Mais de l’autre côté, le mouvement est travaillé par le désir paranoïaque de gestion statistique et de régulation de sa propre population. Par son anonymat, le slogan « nous sommes les 99 % » déjoue certes le piège de l’identité, mais c’est pour tomber dans l’indifférenciation statistique. On peut bien y voir une sorte de retournement tactique des instruments du capitalisme contre lui-même : sa logique comptable est détournée et appropriée pour la subjectivation de l’inégalité. Le calcul statistique devient une arme contre le pouvoir précisément là où le pouvoir prend le calcul pour instrument. Mais il y a une ironie de ce retournement, car le problème essentiel que la praxis d’occupation n’a cessé de se poser est un problème biopolitique : comment faire masse ? Comment rester en nombre pour passer l’hiver ? L’ambiguïté d’OWS se cristallise sur la place qu’il a accordée aux sans-abri. Le sans-abri est l’emblème du rassemblement, l’ange exterminateur du capitalisme financier. Dénonçant la précarisation de masse, OWS érige en style politique le mode de survie du sans-abri, ses pancartes de mendicité et sa pratique de l’occupation illégale. En même temps, il reproduit cependant le mécanisme d’exclusion du système contre lequel il lutte, en traitant le sans-abri comme un danger sanitaire, parasite et contagieux, dont il a cherché à épurer sa population. Les 99 % sont traversés par des lignes de fracture irréductibles entre les classes sociales qu’ils comptabilisent. Comme le zombie de Romero, le SDF pour OWS est ambivalent, à la fois héroïque et improductif, discréditant le mouvement qui se réclame de son image.

Zombies en haillons

Suivant l’intuition de Deleuze et Guattari, le mythe du zombie « est un mythe du travail et non de la guerre ». Le zombi du mythe vaudou était corvéable à merci. Chez Romero, l’omniprésence de la force armée est trompeuse ; sous leur guerre permanente se cache une plus profonde proximité des vivants avec les zombies qui les symbolisent et les révèlent à eux-mêmes. Romero souligne souvent la vanité de la guerre d’extermination qu’il met en scène, notamment à travers les mots du prêtre noir et unijambiste de Zombie. Dans ce film, c’est en cédant à la fureur virile de la guerre contre les zombies que Roger, comme Wooley au début de l’histoire, se condamne à la morsure mortelle. Au contraire, Peter survit car il abandonne son arme, lui qui subit les insultes racistes du chef de meute des motards et dont la négritude résonne avec la condition des zombies. Les mutilations que les zombies font souffrir aux vivants résultent certes de la guerre, mais elles sont toujours déjà présupposées par le pouvoir majoritaire pour l’organisation du travail, pour la gestion des masses laborieuses : il a besoin que les hommes naissent déjà infirmes, mortifiés, zombifiés, pour pouvoir les différencier tactiquement.
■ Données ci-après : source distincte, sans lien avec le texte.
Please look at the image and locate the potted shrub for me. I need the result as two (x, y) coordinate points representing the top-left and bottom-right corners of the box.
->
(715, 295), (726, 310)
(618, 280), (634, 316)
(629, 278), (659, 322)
À la fois instrument du pouvoir et puissance révolutionnaire, le zombie est l’avatar biopolitique du lumpenprolétaire. L’armée des morts est l’« armée de réserve » des travailleurs errants, sans emploi ou sans statut social, dont le capitalisme invoque le spectre pour imposer sa discipline aux travailleurs qu’il emploie. Comme Cholo le mercenaire mexicain dans Land of the Dead finit par se retourner en zombie contre le riche Kaufman qui l’a exploité, le lumpenprolétariat est en même temps pour le pouvoir une force rebelle à sa stratégie, « plèbe » dangereuse, toujours rejetée à la limite du bon peuple souverain. Le peuple zombie n’est pas une classe, mais un impétigo de praxis incubé par la société toute entière. Le prolétariat prolifère.
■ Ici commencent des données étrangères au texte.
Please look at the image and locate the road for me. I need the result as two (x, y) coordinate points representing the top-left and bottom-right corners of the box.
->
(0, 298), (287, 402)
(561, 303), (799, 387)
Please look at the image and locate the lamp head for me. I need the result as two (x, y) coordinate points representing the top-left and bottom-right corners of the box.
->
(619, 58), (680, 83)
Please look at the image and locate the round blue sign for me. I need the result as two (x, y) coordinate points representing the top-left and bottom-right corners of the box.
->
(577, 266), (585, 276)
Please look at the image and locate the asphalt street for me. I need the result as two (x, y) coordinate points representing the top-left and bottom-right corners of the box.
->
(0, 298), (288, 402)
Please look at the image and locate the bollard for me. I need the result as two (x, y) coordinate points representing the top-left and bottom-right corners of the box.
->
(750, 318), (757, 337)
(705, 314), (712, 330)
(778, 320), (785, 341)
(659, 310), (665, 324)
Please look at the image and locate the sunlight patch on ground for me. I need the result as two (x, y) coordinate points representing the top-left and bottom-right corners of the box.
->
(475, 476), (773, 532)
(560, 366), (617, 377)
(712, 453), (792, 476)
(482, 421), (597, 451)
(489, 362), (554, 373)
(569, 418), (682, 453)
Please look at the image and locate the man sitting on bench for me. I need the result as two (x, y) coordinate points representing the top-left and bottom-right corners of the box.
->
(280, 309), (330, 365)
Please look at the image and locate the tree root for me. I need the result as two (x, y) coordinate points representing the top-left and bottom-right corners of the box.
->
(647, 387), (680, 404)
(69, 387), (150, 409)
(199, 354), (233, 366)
Le zombie est une figure polysémique, dont le sens varie avec les époques dans lesquelles elle reparaît. Aujourd’hui, la masse zombie ne symbolise plus comme en 1978 la classe moyenne ivre de consommation ostentatoire, mais cette masse en haillons, clochardisée, racaille, rom, pute, nomade. Le mythe du zombie est le symbole d’une force politique informe, qui résiste à toute organisation, et sur laquelle se réfléchissent les désirs morts-vivants d’une société.